CVE-2025-64130 identifies a reflected cross-site scripting (XSS) vulnerability classified under CWE-79 in the Zenitel TCIV-3+ intercom system. Reflected XSS occurs when untrusted user input is immediately returned by a web application without proper sanitization, allowing attackers to inject malicious JavaScript code. This vulnerability is remotely exploitable over the network without any authentication or user interaction, as indicated by the CVSS vector (AV:N/AC:L/PR:N/UI:N). The impact is critical (CVSS 9.8), affecting confidentiality, integrity, and availability (C:H/I:H/A:H). Successful exploitation can lead to arbitrary script execution in the victim’s browser, enabling attackers to steal session cookies, perform actions on behalf of the user, or pivot into the internal network. The Zenitel TCIV-3+ device is commonly used in communication and security systems, often integrated into critical infrastructure environments. Although no public exploits or patches are currently available, the vulnerability’s severity demands immediate attention. The lack of patches suggests that organizations must rely on compensating controls until a vendor fix is released. The vulnerability was reserved on 2025-10-27 and published on 2025-11-26, indicating recent discovery and disclosure.

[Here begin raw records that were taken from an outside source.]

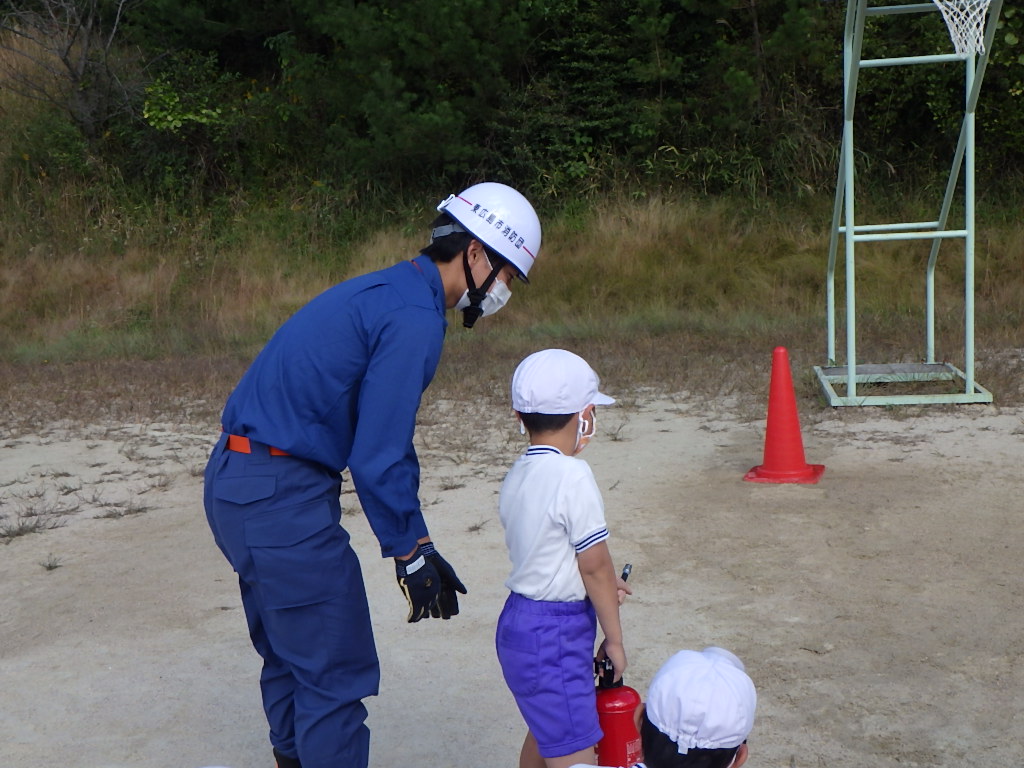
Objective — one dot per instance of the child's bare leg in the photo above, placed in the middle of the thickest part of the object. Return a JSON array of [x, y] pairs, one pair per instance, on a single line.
[[586, 757], [529, 756]]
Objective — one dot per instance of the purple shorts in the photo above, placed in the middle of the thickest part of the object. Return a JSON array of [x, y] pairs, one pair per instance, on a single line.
[[547, 654]]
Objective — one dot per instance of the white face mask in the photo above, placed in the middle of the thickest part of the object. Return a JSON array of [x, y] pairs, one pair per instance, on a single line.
[[583, 434], [497, 297]]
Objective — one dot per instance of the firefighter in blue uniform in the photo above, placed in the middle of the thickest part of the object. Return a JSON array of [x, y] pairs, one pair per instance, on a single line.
[[337, 386]]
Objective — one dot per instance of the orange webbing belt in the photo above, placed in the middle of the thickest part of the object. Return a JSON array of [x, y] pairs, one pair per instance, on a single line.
[[241, 444]]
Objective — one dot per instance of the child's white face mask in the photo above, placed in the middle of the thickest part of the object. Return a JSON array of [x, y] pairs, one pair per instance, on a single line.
[[585, 430]]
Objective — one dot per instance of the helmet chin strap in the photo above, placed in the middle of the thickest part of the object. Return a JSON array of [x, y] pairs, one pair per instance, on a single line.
[[474, 311]]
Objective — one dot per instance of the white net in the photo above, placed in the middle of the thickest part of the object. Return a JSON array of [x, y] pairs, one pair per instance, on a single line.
[[966, 19]]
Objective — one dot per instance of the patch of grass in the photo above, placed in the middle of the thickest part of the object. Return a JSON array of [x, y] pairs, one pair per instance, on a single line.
[[51, 562]]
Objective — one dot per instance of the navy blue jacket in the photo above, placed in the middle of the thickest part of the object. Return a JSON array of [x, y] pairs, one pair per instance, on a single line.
[[340, 384]]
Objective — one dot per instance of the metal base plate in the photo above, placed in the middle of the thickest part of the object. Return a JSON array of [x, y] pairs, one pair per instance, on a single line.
[[897, 373]]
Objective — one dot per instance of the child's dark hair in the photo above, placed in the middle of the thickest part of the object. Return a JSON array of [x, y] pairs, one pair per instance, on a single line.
[[662, 752], [537, 423], [444, 249]]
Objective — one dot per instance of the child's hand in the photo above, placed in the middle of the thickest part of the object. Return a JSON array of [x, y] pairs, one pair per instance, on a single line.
[[624, 589], [616, 653]]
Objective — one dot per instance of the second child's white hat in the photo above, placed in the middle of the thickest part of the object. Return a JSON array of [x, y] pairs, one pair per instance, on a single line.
[[555, 381]]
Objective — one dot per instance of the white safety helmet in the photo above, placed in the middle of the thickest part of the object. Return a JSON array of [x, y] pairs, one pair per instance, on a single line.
[[501, 218]]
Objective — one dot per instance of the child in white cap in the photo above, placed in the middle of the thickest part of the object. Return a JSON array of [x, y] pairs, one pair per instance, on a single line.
[[562, 581], [699, 712]]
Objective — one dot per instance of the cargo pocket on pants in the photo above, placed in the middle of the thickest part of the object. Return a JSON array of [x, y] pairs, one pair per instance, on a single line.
[[298, 555]]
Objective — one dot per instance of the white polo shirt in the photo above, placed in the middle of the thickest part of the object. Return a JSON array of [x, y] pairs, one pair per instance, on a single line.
[[552, 510]]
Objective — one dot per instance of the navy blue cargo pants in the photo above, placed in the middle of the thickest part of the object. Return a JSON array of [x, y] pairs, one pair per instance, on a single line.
[[276, 519]]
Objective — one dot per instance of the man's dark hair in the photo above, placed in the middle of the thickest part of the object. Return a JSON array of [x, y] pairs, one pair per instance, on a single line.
[[442, 250], [662, 752], [536, 423]]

For European organizations, the impact of this vulnerability is significant, especially for those relying on Zenitel TCIV-3+ devices in critical infrastructure such as transportation hubs, public safety communication, and industrial control systems. Exploitation could lead to unauthorized access to sensitive communications, manipulation of intercom functions, and potential disruption of security operations. The ability to execute arbitrary JavaScript remotely without authentication increases the risk of widespread compromise, including data theft, espionage, and operational disruption. Given the critical nature of these systems, attacks could have cascading effects on public safety and business continuity. Additionally, compromised devices could serve as footholds for lateral movement within enterprise networks. The absence of known exploits in the wild provides a window for proactive defense, but the critical severity score underscores the urgency of mitigation.

1. Immediately segment networks to isolate Zenitel TCIV-3+ devices from general user and internet-facing networks to reduce exposure. 2. Implement strict web application firewalls (WAFs) with custom rules to detect and block reflected XSS attack patterns targeting the device’s web interface. 3. Conduct thorough input validation and sanitization on any user-supplied data interacting with the device’s web services, if customization or integration is possible. 4. Monitor network traffic and device logs for unusual or suspicious activity indicative of attempted exploitation. 5. Restrict access to the device’s management interfaces to trusted IP addresses and enforce multi-factor authentication where possible. 6. Engage with Zenitel for timely patch releases and apply updates immediately upon availability. 7. Educate staff on the risks of reflected XSS and ensure secure browsing practices when accessing device interfaces. 8. Consider deploying endpoint detection and response (EDR) tools on systems interacting with these devices to detect potential compromise.